# Reemplazo de FlyBack



## Mauro555 (Abr 18, 2012)

Hola comunidad necesito saber si alguno me puede ayudar con este flyback: 6174V-8004A
Necesito su reemplazo, navegando en la web no pude encontrar ningun dato, si alguno supo como reemplazarlo y me dice cual se lo agradeceria mucho.

Saludos


----------



## Meta (Abr 21, 2012)

Desuelda el viejo y lo cambias por otro. Antes quenada, en la chupona, sobe un cable y lo conectas a masa, ya que podría tocar mucha corrienta acumulada y no te gustará.


----------



## Don Plaquetin (Abr 21, 2012)

Meta dijo:


> Desuelda el viejo y lo cambias por otro. Antes quenada, en la chupona, sobe un cable y lo conectas a masa, ya que podría tocar mucha corrienta acumulada y no te gustará.
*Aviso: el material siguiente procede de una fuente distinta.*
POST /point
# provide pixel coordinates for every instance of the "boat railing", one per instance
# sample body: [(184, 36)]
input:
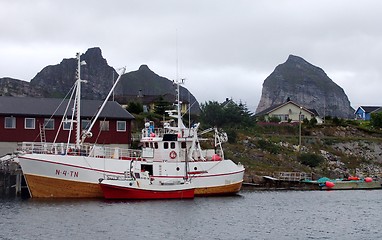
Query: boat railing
[(115, 153), (293, 176), (159, 132), (85, 150)]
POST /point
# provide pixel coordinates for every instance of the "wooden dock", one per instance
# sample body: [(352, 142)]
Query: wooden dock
[(11, 177)]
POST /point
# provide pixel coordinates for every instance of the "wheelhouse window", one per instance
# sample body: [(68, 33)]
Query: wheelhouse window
[(104, 126), (30, 123), (85, 124), (10, 122), (121, 126), (49, 124)]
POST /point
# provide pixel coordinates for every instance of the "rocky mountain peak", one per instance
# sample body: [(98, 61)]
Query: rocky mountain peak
[(307, 85)]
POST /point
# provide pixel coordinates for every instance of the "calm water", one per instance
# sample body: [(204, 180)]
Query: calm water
[(250, 215)]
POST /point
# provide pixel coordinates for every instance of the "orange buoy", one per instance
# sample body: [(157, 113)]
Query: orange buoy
[(368, 179), (329, 184)]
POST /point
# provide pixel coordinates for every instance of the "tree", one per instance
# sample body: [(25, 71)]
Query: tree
[(135, 107)]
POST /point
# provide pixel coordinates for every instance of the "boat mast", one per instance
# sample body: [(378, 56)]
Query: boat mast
[(88, 132)]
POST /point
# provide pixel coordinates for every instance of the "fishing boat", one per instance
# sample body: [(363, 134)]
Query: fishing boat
[(140, 185), (350, 183), (72, 170)]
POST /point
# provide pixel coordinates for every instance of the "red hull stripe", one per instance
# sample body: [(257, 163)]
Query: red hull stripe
[(104, 171)]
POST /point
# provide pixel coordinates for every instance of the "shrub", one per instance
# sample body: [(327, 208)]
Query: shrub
[(268, 146)]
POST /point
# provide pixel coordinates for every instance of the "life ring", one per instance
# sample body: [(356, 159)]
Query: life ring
[(172, 154)]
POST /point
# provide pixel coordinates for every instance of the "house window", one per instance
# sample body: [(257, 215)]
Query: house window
[(10, 122), (49, 124), (121, 126), (85, 124), (29, 123), (104, 126), (282, 117), (66, 125)]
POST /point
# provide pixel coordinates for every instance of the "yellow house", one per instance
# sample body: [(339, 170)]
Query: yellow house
[(290, 112)]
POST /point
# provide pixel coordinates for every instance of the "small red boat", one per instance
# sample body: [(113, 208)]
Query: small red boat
[(144, 188)]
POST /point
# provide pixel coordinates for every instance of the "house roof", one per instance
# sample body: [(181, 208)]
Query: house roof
[(274, 107), (54, 106), (368, 109)]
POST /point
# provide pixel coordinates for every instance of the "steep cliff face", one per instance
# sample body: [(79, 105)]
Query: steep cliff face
[(58, 79), (146, 82), (306, 85)]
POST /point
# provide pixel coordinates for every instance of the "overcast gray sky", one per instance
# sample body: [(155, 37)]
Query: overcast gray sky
[(222, 48)]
eeeee no atendiste mucho lo que dice es que busca un reemplazo del flyback
yo mucho no se, pero fíjate en la pagina de APAE búscala en google


----------



## juan47 (Abr 21, 2012)

Mira por http://www.hrdiemen.com/
Equivalencias de transformadores de lineas

Un saludo


----------



## elgriego (Abr 21, 2012)

Hola Mauro555 Como estas, Estos son tambien reemplazos de ese flyback : 154-375c o 154-277f o el 6174v-6002u. 

Por que motivo lo queres reemplazar,esta en corto o pierde alta?

Saludos.


----------